A wider prediction market surge

The intense activity surrounding the global soccer tournament is driving broader institutional adoption and user acquisition across the prediction market sector.

Wall Street brokerage firm Bernstein projects that World Cup-related trading could ultimately surpass $10 billion in total wagers before the tournament concludes on July 19.

This sporting catalyst is also having a measurable spillover effect on non-sporting contracts.

Last week, venture capital firm Andreessen Horowitz published data indicating that non-sports trading volume, encompassing geopolitical events, macroeconomic data releases, and elections, reached $3.6 billion across Kalshi and Polymarket combined.

Prediction Market Volume
Prediction Market Volume (Source: a16z)

According to the firm, this non-sports volume alone is now larger than the total aggregate volume of all prediction markets recorded just one year ago. In July 2025, weekly non-sports volume hovered near the $200 million mark, representing an 18-fold increase over the past 12 months.

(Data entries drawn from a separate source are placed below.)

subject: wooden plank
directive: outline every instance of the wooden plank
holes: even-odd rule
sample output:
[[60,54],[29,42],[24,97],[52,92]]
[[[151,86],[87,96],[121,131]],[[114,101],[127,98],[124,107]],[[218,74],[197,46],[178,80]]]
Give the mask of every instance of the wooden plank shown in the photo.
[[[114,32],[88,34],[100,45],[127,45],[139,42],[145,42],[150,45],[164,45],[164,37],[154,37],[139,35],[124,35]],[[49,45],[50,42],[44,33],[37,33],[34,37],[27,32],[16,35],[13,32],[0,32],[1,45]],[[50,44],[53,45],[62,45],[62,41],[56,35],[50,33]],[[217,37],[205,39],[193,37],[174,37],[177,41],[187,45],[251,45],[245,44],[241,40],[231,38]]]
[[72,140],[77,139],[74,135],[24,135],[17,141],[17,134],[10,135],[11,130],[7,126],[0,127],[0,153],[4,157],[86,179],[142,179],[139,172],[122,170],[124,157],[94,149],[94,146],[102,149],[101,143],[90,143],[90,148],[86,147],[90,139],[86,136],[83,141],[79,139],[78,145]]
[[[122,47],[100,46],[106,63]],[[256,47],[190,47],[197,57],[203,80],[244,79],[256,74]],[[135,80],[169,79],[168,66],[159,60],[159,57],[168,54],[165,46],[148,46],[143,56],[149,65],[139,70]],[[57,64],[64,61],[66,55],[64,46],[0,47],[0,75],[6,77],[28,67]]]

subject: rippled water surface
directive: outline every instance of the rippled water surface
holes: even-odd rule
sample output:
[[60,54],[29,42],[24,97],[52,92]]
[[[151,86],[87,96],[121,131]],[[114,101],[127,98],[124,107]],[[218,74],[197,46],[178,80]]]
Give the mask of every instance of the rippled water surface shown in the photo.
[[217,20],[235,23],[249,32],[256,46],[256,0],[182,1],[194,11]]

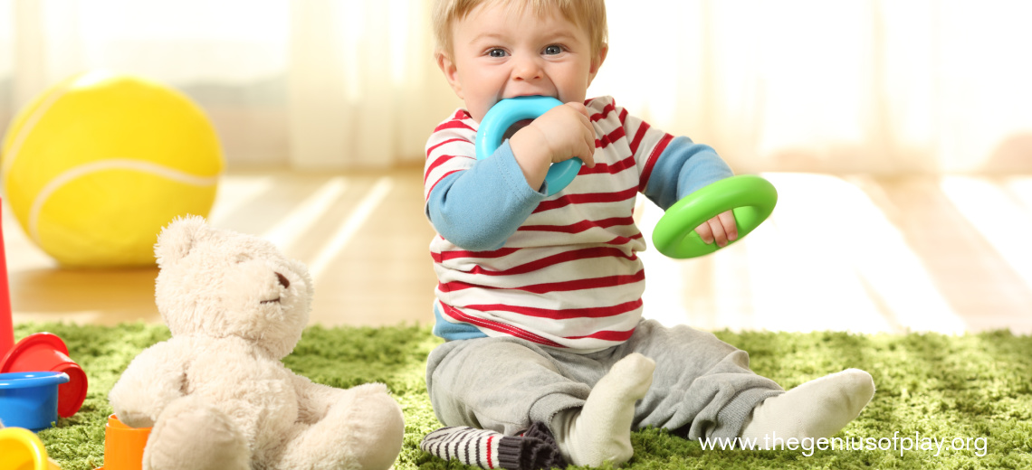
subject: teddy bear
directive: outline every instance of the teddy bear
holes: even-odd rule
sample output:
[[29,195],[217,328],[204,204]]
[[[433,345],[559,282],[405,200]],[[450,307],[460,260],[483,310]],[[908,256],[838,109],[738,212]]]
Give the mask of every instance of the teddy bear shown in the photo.
[[305,266],[267,240],[178,217],[155,244],[171,338],[132,360],[108,399],[152,427],[144,469],[387,469],[401,408],[383,383],[337,389],[281,362],[312,306]]

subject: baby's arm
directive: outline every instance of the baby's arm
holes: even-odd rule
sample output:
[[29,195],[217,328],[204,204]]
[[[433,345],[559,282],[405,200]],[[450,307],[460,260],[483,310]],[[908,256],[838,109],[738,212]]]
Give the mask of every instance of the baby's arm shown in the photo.
[[[645,196],[666,210],[696,190],[733,175],[712,147],[695,143],[687,137],[677,137],[656,160],[645,187]],[[696,232],[706,243],[716,241],[719,246],[738,238],[738,226],[731,210],[703,223]]]
[[442,237],[480,251],[502,247],[544,199],[527,186],[507,141],[490,158],[438,181],[426,210]]

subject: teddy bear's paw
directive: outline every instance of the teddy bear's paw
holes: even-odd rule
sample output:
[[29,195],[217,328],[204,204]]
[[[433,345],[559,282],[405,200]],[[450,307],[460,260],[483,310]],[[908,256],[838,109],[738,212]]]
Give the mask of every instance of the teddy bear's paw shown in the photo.
[[401,451],[405,417],[383,383],[334,394],[318,423],[286,444],[277,468],[387,470]]
[[144,470],[247,470],[247,440],[229,417],[196,397],[169,404],[143,450]]

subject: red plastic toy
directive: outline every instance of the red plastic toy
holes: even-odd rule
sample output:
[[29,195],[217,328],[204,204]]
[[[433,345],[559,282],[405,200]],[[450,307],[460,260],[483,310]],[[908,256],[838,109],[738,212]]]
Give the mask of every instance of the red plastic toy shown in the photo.
[[68,374],[71,380],[58,388],[58,414],[68,417],[78,412],[78,408],[83,406],[88,389],[86,372],[68,358],[68,346],[61,338],[51,333],[34,333],[14,343],[2,223],[0,223],[0,358],[2,358],[0,373],[53,371]]

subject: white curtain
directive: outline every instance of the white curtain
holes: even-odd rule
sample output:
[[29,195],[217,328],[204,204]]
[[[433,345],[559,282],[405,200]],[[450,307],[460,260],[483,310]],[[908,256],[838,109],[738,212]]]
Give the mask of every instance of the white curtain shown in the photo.
[[[1032,171],[1032,3],[609,0],[589,94],[740,172]],[[0,129],[103,68],[162,80],[231,166],[418,164],[460,103],[428,0],[0,0]]]

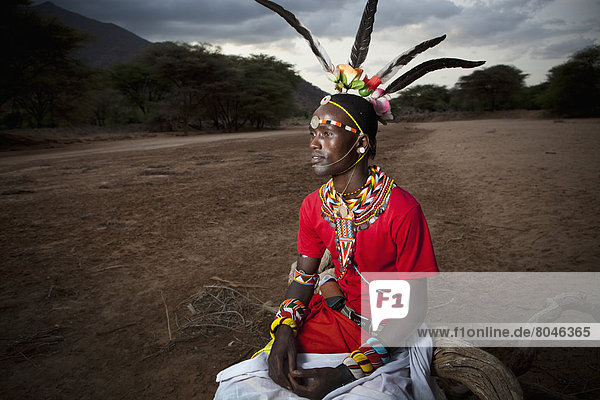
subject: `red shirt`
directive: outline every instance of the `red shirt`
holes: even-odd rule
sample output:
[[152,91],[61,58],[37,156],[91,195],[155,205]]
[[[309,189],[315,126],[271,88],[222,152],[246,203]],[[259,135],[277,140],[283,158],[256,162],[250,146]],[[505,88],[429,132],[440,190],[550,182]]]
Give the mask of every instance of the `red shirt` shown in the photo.
[[[329,249],[339,276],[335,229],[321,216],[321,205],[318,190],[302,202],[298,252],[321,258],[325,248]],[[399,187],[393,188],[385,211],[367,229],[356,232],[353,259],[361,273],[438,271],[421,206],[408,192]],[[353,267],[348,268],[338,284],[346,295],[347,304],[369,316],[368,307],[361,307],[361,278]],[[364,296],[362,300],[367,301]]]

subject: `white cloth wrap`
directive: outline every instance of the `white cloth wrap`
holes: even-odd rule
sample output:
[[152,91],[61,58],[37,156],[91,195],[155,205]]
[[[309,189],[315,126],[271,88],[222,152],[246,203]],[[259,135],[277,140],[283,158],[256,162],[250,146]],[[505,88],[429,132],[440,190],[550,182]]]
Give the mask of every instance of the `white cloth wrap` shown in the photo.
[[[433,400],[430,362],[432,342],[430,337],[415,338],[416,346],[392,355],[391,361],[373,374],[350,382],[325,396],[324,400],[344,399],[417,399]],[[348,353],[314,354],[297,356],[299,369],[336,367]],[[217,375],[219,388],[216,400],[244,399],[304,399],[279,386],[269,377],[266,353],[224,369]]]

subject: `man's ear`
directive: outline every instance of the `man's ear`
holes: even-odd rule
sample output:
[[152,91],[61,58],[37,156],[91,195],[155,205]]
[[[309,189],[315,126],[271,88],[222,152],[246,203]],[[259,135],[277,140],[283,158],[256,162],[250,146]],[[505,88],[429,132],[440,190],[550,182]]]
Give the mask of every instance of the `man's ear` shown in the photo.
[[358,137],[358,147],[357,147],[356,151],[360,154],[363,153],[360,150],[361,148],[364,149],[364,153],[366,153],[370,148],[369,137],[364,133],[361,133],[360,136]]

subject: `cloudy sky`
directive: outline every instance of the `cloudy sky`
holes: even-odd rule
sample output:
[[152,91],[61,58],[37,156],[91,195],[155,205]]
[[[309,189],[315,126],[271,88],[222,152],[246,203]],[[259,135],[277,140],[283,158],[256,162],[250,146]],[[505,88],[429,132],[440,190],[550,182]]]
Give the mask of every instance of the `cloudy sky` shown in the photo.
[[[39,3],[40,1],[36,1]],[[306,42],[281,17],[253,0],[52,0],[113,22],[153,42],[209,42],[225,54],[266,53],[292,63],[308,81],[332,87]],[[334,64],[346,63],[366,0],[278,0],[315,34]],[[417,43],[446,33],[435,57],[514,65],[544,81],[574,52],[600,44],[600,0],[380,0],[368,75]],[[452,86],[466,70],[442,70],[419,83]]]

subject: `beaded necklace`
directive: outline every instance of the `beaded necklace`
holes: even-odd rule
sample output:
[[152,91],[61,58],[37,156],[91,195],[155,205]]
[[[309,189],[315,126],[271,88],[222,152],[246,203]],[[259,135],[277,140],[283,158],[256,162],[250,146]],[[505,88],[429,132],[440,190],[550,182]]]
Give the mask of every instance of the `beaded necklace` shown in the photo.
[[352,259],[356,247],[356,232],[367,229],[385,211],[394,186],[394,180],[381,168],[371,166],[367,183],[355,198],[344,199],[335,190],[333,179],[319,189],[319,196],[323,202],[321,216],[335,229],[340,279],[344,277],[349,266],[360,275]]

Overall, the venture capital group noted that weekly trading volumes across the prediction market ecosystem reached an unprecedented $14.5 billion last week, with outstanding open interest at a record $1.6 billion for the third consecutive week.

Oversight questions grow louder

The commercial success of the World Cup markets arrives alongside renewed legal scrutiny for the sector.

The Commodity Futures Trading Commission (CFTC) has reportedly opened an investigation into Polymarket.

The probe, first reported by The Wall Street Journal, comes as consumer protection advocates and some states push for closer oversight of prediction-market platforms. Polymarket and Kalshi have grown rapidly as users bet on everything from sports and elections to crypto prices and financial-market outcomes.

For Polymarket, the investigation adds uncertainty after the platform resumed limited US operations last year. The company had previously been barred from serving US customers following a 2022 enforcement action.

The timing is notable because it comes as prediction markets are posting record volumes, just as regulators are taking a closer look at how the sector operates, how consumers are protected, and where the line should be drawn between regulated event contracts and gambling.